Arcadia Studio in Santa Barbara, California, has been increasingly involved in designing sensory and healing gardens for its Southwestern U.S. clients. Bob Cunningham, a principal landscape architect at Arcadia Studio, explains the difference between a healing garden and a sensory garden. “A healing garden is any garden designed to promote healing through use of calming elements and exposure to peace, quiet, privacy and relaxation,” he explains. “A sensory garden addresses the senses, including touch, sound, smell and visual stimuli. A sensory garden can be a healing garden, but it must be designed with the user in mind. For example, a healing garden for cancer patients should not include plants or other elements that might be harmful to patients with compromised immunity. It should include only plants that are very low pollen generators or plants whose pollen is not harmful or irritating.”

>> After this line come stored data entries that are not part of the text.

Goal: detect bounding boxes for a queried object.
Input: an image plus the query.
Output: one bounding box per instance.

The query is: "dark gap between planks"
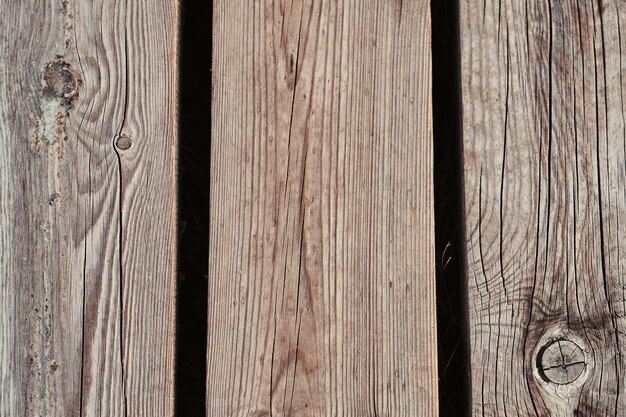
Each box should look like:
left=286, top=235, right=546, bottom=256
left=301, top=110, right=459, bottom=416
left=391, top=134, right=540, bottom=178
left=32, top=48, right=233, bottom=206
left=432, top=0, right=471, bottom=416
left=176, top=0, right=212, bottom=415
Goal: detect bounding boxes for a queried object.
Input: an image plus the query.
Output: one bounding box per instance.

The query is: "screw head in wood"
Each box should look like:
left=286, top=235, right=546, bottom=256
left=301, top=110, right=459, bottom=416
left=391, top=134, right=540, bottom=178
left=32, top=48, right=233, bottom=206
left=537, top=339, right=586, bottom=385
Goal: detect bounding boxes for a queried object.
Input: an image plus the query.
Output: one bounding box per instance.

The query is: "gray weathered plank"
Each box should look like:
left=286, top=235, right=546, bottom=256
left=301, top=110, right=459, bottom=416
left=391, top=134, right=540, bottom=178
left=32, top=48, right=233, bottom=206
left=208, top=0, right=438, bottom=415
left=461, top=0, right=626, bottom=415
left=0, top=1, right=178, bottom=415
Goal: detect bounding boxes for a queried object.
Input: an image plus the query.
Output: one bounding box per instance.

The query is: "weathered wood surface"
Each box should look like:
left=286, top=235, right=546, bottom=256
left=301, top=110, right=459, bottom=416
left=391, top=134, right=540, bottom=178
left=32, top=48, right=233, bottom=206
left=461, top=0, right=626, bottom=415
left=209, top=0, right=437, bottom=415
left=0, top=1, right=178, bottom=416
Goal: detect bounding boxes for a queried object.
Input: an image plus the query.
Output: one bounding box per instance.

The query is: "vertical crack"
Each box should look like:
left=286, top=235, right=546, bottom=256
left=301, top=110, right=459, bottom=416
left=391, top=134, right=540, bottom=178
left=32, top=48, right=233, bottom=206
left=271, top=2, right=305, bottom=413
left=595, top=3, right=622, bottom=414
left=112, top=32, right=131, bottom=417
left=499, top=31, right=510, bottom=300
left=78, top=151, right=91, bottom=417
left=544, top=0, right=554, bottom=294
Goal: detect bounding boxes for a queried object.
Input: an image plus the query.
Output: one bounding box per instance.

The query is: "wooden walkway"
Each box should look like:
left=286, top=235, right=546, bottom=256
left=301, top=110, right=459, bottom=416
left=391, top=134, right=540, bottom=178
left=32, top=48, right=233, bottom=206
left=3, top=0, right=626, bottom=416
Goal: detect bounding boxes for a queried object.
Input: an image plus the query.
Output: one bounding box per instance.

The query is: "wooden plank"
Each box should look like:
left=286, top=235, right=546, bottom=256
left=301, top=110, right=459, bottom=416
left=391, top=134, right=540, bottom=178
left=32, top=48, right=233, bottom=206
left=461, top=0, right=626, bottom=415
left=209, top=0, right=437, bottom=415
left=0, top=1, right=178, bottom=415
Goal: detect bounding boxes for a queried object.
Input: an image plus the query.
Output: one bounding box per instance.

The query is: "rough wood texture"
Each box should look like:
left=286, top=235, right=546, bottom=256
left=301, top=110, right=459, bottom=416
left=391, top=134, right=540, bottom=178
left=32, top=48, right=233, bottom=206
left=461, top=0, right=626, bottom=415
left=209, top=0, right=437, bottom=415
left=0, top=1, right=178, bottom=416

Sensory gardens can be enjoyed by the wheelchair-confined, paralysis and stroke victims, Alzheimer’s patients and even the blind, says Bruce Zaretsky, president of Zaretsky and Associates, who is certified by the Chicago Botanic Garden in health care garden design. “Since they are designed to be interacted with, you can, for example, touch the leaves, smell the flowers and listen to the wind chimes without using your sight. While we strive to design our healing gardens for physical interaction, this does not in itself make a sensory garden. In our view, all gardens are healing gardens if they make the user slow down, remain calm, spend more time outdoors and ‘stop to smell the roses.’”

Zaretsky has designed sensory gardens not only for hospitals and clinics, but also for equine therapy facilities and animal shelters. He has even created private outdoor residential spaces for families of children receiving outpatient care.

“It has been scientifically documented that garden views and the gardens themselves shorten the length of hospital stays, reduce the amount of pain medication needed and improve the mental well-being of patients,” Zaretsky says. “Natural habitats act as therapeutic, healing tools, lowering blood pressure and reducing stress. But these environments are not just beneficial for patients, they are also there to allow staff and patients’ families to decompress. Nature heals all it’s just that simple.”